– Sa' tu, per fargli passar l'odio non basta l'educazione, bisogna che tu gli dia quell'argenteria, e poi tutto quello che abbiamo.
– Oh! cosa ti pensi? a un filosofone di quella specie?
– L'argenteria bisognerà darla non a lui, ma al Governo, – rispose il dottor Agostino quietamente, solennemente, facendo saltare i grani di tabacco dalle gale dello sparato, come usava spesso.
– Al Governo?... perché?... – saltò su Alessandro.
– Perché quando c'è una requisizione militare bisogna dar la somma che vogliono: e quando non c'è la somma, bisogna trovarla.
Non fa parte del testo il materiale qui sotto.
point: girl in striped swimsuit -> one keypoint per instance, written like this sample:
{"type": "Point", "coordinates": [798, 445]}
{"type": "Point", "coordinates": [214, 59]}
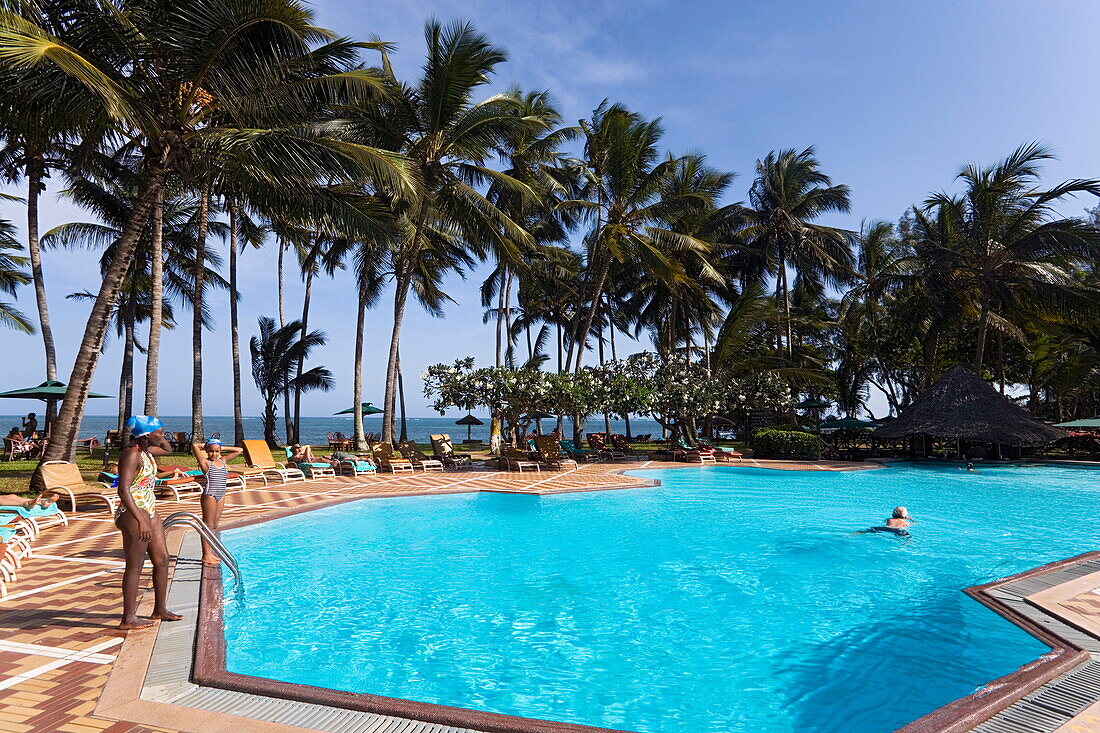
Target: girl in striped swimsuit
{"type": "Point", "coordinates": [212, 460]}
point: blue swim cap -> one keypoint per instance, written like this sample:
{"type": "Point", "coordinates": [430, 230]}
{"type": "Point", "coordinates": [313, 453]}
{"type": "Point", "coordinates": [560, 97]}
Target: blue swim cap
{"type": "Point", "coordinates": [140, 425]}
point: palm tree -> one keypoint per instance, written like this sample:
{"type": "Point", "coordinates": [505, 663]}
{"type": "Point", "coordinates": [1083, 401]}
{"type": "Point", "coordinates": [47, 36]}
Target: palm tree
{"type": "Point", "coordinates": [109, 194]}
{"type": "Point", "coordinates": [275, 354]}
{"type": "Point", "coordinates": [886, 269]}
{"type": "Point", "coordinates": [789, 193]}
{"type": "Point", "coordinates": [624, 194]}
{"type": "Point", "coordinates": [446, 135]}
{"type": "Point", "coordinates": [152, 65]}
{"type": "Point", "coordinates": [11, 276]}
{"type": "Point", "coordinates": [39, 122]}
{"type": "Point", "coordinates": [1010, 250]}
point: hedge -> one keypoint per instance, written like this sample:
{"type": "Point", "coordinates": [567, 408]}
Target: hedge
{"type": "Point", "coordinates": [772, 442]}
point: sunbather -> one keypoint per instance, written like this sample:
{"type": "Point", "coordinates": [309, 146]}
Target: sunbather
{"type": "Point", "coordinates": [141, 526]}
{"type": "Point", "coordinates": [301, 453]}
{"type": "Point", "coordinates": [213, 461]}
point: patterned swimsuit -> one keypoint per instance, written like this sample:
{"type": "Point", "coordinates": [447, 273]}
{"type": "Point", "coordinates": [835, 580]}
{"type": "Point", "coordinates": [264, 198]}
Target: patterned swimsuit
{"type": "Point", "coordinates": [143, 487]}
{"type": "Point", "coordinates": [217, 473]}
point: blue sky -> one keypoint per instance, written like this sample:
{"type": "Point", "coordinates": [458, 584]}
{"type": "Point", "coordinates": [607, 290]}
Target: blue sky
{"type": "Point", "coordinates": [894, 97]}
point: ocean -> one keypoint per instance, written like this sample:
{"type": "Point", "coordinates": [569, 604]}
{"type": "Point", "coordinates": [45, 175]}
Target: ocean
{"type": "Point", "coordinates": [315, 429]}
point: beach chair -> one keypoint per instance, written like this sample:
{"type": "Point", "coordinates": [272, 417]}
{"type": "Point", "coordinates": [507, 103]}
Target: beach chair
{"type": "Point", "coordinates": [444, 452]}
{"type": "Point", "coordinates": [179, 489]}
{"type": "Point", "coordinates": [15, 450]}
{"type": "Point", "coordinates": [88, 444]}
{"type": "Point", "coordinates": [315, 470]}
{"type": "Point", "coordinates": [112, 439]}
{"type": "Point", "coordinates": [411, 451]}
{"type": "Point", "coordinates": [723, 455]}
{"type": "Point", "coordinates": [385, 458]}
{"type": "Point", "coordinates": [66, 480]}
{"type": "Point", "coordinates": [624, 447]}
{"type": "Point", "coordinates": [358, 466]}
{"type": "Point", "coordinates": [516, 459]}
{"type": "Point", "coordinates": [597, 441]}
{"type": "Point", "coordinates": [260, 457]}
{"type": "Point", "coordinates": [579, 453]}
{"type": "Point", "coordinates": [692, 455]}
{"type": "Point", "coordinates": [548, 452]}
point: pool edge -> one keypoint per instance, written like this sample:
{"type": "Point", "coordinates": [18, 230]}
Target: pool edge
{"type": "Point", "coordinates": [998, 695]}
{"type": "Point", "coordinates": [956, 717]}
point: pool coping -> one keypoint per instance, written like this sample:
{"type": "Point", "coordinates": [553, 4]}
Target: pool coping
{"type": "Point", "coordinates": [208, 663]}
{"type": "Point", "coordinates": [1068, 652]}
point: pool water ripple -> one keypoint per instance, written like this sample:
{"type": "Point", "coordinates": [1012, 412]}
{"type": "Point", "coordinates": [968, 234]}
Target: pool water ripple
{"type": "Point", "coordinates": [727, 599]}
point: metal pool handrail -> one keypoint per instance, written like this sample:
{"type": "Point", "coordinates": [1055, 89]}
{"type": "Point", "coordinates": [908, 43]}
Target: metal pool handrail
{"type": "Point", "coordinates": [199, 526]}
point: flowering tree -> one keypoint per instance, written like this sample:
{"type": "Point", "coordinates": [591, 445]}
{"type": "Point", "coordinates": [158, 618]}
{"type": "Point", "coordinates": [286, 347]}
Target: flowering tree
{"type": "Point", "coordinates": [679, 393]}
{"type": "Point", "coordinates": [509, 395]}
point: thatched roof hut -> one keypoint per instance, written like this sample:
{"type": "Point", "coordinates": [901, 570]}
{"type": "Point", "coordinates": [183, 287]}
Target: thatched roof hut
{"type": "Point", "coordinates": [963, 406]}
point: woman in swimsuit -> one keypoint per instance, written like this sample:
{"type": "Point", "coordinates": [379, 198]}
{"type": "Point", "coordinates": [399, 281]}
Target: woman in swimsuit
{"type": "Point", "coordinates": [212, 459]}
{"type": "Point", "coordinates": [136, 517]}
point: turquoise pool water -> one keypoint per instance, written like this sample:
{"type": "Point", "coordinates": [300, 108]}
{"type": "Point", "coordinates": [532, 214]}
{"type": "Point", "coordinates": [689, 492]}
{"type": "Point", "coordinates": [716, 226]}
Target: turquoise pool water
{"type": "Point", "coordinates": [727, 599]}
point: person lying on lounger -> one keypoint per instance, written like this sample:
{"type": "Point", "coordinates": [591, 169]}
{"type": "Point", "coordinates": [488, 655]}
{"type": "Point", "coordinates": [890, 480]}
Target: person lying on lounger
{"type": "Point", "coordinates": [301, 453]}
{"type": "Point", "coordinates": [898, 524]}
Comanda chi può, obbedisce chi deve.
– E... noi... non la si ha questa somma?
– Noi?... ringraziar Dio di non indebitarci, – disse il suocero di Fiorenza. È stato un certo annetto! Guerra, ospiti, amici e nemici, esigli, imposte sovra imposte. Gli altri fanno i sogni, a me tocca pagare il conto. Basta che si fermi là, – concluse il vecchio furbo, con una compunzione apparente, ma sapendo quanta acqua gettava su certi fumi poetici!
– E che somma vogliono codesti cani? – dimandò Alessandro, tutto sconvolto da quella notizia.
– Mille fiorini... a vederli coprono quel tavolo, altro che scherzi! – disse pacifico il babbo Rizio, che additò una mediocre tavola, su cui tutti fissarono gli occhi come se ci vedessero su, pietosa mostra, i mille fiorini.
– Cosí è; intanto andiamo, il riso è in tavola.
– Ci sei stato da Guido? – disse Fiorenza ad Alessandro.
– No.
– Me l'avevi promesso!
Ed egli:
– Ci andrò; ci andrò; – rispose con un certo fare svogliato, ma copertamente iracondo.